Friday, 12 December 2008

Athens riots - The politics of despair

A teenage protester in Athens was asked by a French journalist covering the riots of recent days whether he’s an anarchist – the European press oscillating between incredulity and fits of giggles at the idea that self-professed anarchists still exist. In such numbers. In Europe. In 2008.
Of course, ‘anarchist’ represents a romantic label for those who don’t know what to think but still feel angry. For those who absolutely loathe every power structure around them even if they can’t think of an alternative.
Of course ‘anarchist’ is the most convenient label for those who want to dismiss protest, violence and disagreement as an extra-systemic nuisance one cannot reason with. Not a social issue. Not a political challenge. Just an ugly fact of life best not spoken of, like an embarrassing relative.

‘So are you?’ the French journalist wanted to know.
No, was the answer, I am just despairing in and rebelling against the situation I am forced to live in.

How do you like them apples?

The dispossessed have hit the streets: immigrants; the unemployed; youngsters who want more of a future than what they know is in store for them; youngsters who have a safe future ahead but still would like a world they can actually believe in. Everyone has hit the streets. Some have thrown stones and Molotov cocktails. Some have protested with great dignity.
Either way, the only ones still at home are the powers that be. At least we know where to find them, right?
Wrong, because they have managed to become so irrelevant, the protesters are not even thinking of attacking them or their symbols.
Naturally, if the symbols of power were attacked, the police – currently under strict orders to stay shtum – would magically find their voice, clubs and the rest of their kit and would rapidly remember what they are there for: to protect, safeguard and safe-keep.

But for now nothing is safe and least of all words and concepts.
The vandals speak of revolution. The students speak of retribution and justice. The politicians accuse the protesters of pursuing ‘selfish aims’, whatever that means. And the prime minister appeared on TV asking the hooded vandals to show restraint and responsibility. But, even though the revolution was televised, the revolutionaries were not watching, so nobody heard him. Not that it would have made a difference, as no one seems to be using words to mean what they actually mean. No one seems to have the right words for what they want to say. No one is addressing anyone anyway. Shells of words and empty slogans from all sides.

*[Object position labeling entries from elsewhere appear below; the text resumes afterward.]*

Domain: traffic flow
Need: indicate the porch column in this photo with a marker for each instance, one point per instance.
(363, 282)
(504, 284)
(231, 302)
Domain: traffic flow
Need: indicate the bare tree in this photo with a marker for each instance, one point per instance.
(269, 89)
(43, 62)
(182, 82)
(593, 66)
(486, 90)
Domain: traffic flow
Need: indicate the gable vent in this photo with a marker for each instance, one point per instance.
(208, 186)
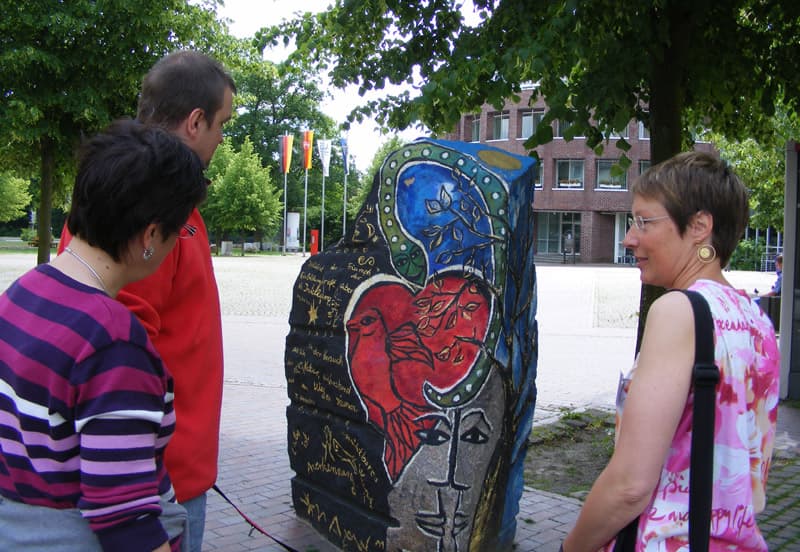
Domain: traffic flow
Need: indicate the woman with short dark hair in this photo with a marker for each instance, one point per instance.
(688, 214)
(85, 401)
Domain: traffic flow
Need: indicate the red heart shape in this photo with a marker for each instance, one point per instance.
(398, 340)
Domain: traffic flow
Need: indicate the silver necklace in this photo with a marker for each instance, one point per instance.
(87, 265)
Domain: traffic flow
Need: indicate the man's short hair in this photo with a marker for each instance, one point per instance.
(179, 83)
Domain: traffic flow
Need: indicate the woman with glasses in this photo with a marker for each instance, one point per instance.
(85, 401)
(688, 215)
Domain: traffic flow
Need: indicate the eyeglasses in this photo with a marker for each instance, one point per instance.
(640, 222)
(188, 231)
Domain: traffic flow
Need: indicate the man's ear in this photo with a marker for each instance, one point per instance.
(191, 124)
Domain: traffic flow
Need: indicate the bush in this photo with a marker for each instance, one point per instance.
(747, 255)
(29, 235)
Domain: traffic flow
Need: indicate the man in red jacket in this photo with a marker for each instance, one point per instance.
(190, 95)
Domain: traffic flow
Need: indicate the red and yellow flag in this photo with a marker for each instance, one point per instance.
(285, 148)
(308, 139)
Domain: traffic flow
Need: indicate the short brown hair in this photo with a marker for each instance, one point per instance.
(696, 181)
(179, 83)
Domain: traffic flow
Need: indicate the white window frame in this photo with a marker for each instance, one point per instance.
(500, 124)
(538, 178)
(572, 182)
(603, 167)
(474, 123)
(644, 132)
(535, 117)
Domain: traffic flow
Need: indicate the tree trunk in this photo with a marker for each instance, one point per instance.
(666, 117)
(45, 198)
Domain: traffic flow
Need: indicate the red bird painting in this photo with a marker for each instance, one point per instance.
(398, 341)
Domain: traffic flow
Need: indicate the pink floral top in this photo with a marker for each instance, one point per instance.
(747, 355)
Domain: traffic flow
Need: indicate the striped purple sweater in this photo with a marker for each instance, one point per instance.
(85, 409)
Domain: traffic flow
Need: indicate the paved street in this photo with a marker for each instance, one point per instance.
(587, 317)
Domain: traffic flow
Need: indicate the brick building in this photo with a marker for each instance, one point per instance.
(576, 200)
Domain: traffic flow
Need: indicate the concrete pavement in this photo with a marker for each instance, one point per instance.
(587, 318)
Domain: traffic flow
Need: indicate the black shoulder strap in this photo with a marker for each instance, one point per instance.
(706, 377)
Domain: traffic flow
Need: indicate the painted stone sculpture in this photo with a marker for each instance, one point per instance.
(411, 358)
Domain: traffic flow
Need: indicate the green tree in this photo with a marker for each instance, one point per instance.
(675, 65)
(761, 165)
(14, 197)
(241, 198)
(69, 68)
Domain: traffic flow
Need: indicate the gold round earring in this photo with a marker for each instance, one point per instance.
(706, 253)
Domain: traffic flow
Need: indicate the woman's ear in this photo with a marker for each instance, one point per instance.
(148, 236)
(702, 226)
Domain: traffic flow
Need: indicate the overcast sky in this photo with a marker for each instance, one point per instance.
(247, 16)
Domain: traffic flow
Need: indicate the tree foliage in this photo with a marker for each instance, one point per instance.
(762, 164)
(69, 68)
(14, 197)
(675, 65)
(242, 198)
(671, 64)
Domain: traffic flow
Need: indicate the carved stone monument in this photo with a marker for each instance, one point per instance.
(411, 358)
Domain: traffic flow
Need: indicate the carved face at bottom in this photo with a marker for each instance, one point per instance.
(436, 498)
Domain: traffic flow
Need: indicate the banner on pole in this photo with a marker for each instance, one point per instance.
(324, 150)
(308, 139)
(343, 144)
(285, 148)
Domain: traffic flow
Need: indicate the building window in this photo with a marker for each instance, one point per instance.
(644, 132)
(500, 126)
(538, 176)
(529, 122)
(617, 134)
(473, 128)
(605, 180)
(562, 127)
(558, 232)
(569, 173)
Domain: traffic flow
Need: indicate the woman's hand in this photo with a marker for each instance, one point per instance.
(656, 399)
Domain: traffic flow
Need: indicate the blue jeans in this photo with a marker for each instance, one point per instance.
(196, 508)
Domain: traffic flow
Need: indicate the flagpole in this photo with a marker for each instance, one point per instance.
(344, 206)
(324, 147)
(343, 144)
(305, 210)
(322, 216)
(284, 213)
(285, 148)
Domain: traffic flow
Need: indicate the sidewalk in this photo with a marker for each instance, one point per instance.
(594, 306)
(254, 464)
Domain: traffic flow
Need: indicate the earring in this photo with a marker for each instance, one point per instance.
(706, 253)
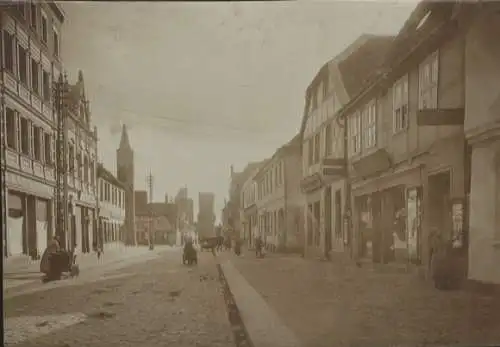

And the toll of destruction is rising with pushing 400 small businesses destroyed.
Meanwhile what?
The police are afraid to act for fear of causing more deaths. And this was intended as a statement of restraint.

So the first calls came, even within Greece, to get the army out. To get the army back onto the streets of Athens. The Army. A mere 34 years after the tanks crushed the resisting students in the Polytechnic school.

Why shouldn’t the government call the army out?
Because a government that does not even try to maintain order should resign, they shouldn’t be calling in the cavalry.
Because a police force that cannot police without fearing it may hurt the innocent should be replaced with a body that can fulfil its intended purpose.
Because they army does not hit the streets to restrain its own people unless the dictators are back in town. And the memories of the last time that happened are way too fresh in Greece.

The ‘Polytechneio’ generation, is what they are called, those youngsters who stood up against the junta of 1967-1974. They stood up to be counted. They stood up to die, if that’s what it took. And die they did, as the junta drove tanks over the protesters, into the Polytechnic university buildings.
34 years on, the protesters who survived sit in parliament. They hold positions of power. The Polytechneio generation is now running the show.
And it would be a dark day indeed if the soldiers were back on the streets of Athens on their watch. Because if they forgot that, they’ll forget this. And if they didn’t learn then, what chance do we stand of them learning now?